Advantages of Sole Proprietorship • Easy to start up • Must meet some minimum requirements; • Authorization: a business license which is an authorization to start a business issued by the local government. • Site permit: a certificate of occupancy if not working out of home. • Name: must register a business name.
Advantages of Sole Proprietorship • Relatively few regulations, it is the least regulated form of business organization. • Zoning laws are laws in a city or town that designates separate areas for residency and for business.
Advantages of Sole Proprietorship • Sole Receiver of Profit
Advantages of Sole Proprietorship • Full control • Easy to Discontinue
Disadvantages of Sole Proprietorship • Unlimited personal liability • Liability is the legally bound obligation to pay debts. • May even lose personal property to make up debts.
Disadvantages of Sole Proprietorship • Limited access to resources • Having to pay for everything out of your pocket limits you. • Hard to expand quickly. • Individual strengths and weaknesses.
Disadvantages of Sole Proprietorship • Lack of Permanence • Limited life to due the ownership by one person. • Hard to keep employees, no fringe benefits, which are payments other than wages or salaries. • Health care, paid vacation, retirement.
Partnerships • A partnership is a business organization owned by two or more persons who agree on a specific division of responsibilities and profits.
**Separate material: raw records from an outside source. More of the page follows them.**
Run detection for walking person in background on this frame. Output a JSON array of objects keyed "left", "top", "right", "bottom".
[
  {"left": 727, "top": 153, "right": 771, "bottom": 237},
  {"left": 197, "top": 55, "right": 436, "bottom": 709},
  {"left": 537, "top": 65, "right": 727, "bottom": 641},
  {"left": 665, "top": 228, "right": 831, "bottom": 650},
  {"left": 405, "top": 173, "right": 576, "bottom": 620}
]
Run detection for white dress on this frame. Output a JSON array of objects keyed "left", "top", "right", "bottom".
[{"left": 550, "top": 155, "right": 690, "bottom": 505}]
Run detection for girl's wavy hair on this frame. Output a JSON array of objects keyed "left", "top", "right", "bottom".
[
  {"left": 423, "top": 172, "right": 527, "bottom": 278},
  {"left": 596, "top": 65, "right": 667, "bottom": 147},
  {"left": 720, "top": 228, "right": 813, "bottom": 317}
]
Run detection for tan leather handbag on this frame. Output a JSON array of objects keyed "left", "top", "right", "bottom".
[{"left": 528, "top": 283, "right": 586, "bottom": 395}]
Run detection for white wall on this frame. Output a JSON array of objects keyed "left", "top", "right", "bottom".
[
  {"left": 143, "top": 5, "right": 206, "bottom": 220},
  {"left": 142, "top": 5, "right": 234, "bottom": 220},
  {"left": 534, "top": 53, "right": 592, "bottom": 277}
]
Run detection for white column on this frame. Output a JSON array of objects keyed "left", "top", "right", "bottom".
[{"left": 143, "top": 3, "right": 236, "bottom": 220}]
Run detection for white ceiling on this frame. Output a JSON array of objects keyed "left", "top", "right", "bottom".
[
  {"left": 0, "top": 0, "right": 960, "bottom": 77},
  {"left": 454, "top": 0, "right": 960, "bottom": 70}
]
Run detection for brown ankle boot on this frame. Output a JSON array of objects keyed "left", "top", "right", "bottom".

Types of Partnership • General Partnership: partnership in which partners share equally in both responsibility and liability.
Types of Partnership • Limited Partnership: partnership in which only one partner is required to be a general partner, or the one who is liable for the company. The other partners only contribute money.
Types of Partnership • Limited liability partnerships (LLP): partnership in which all partners are limited partners. • Partners are limited from personal liability in certain situations, such as another partner’s mistakes. • Attorneys, doctors, dentist, and accountants.
Advantages of Partnerships • Easy to start-up. • Law does not require written agreement, but most develop articles of partnership, which is simply a partnership agreement outlining how the business will run.
Advantages of Partnerships • If no articles of partnership they use the Uniform Partnership Act (UPA), an act adopted by most states that gives common ownership interests, profit and loss sharing, and shared management responsibilities in a partnership.
Advantages of Partnerships • Shared decision making and Specialization.
Advantages of Partnerships • Larger pool of capital.
Advantages of Partnerships • Taxes • Like sole proprietorships, partnerships are not subject to special taxes.
Disadvantages of Partnerships • Many of the disadvantages of sole proprietorship also apply to partnerships. • Unlimited liability, unless it is LLP. • General partner can lose everything.
Disadvantages of Partnerships • Not complete control, must choose partners carefully.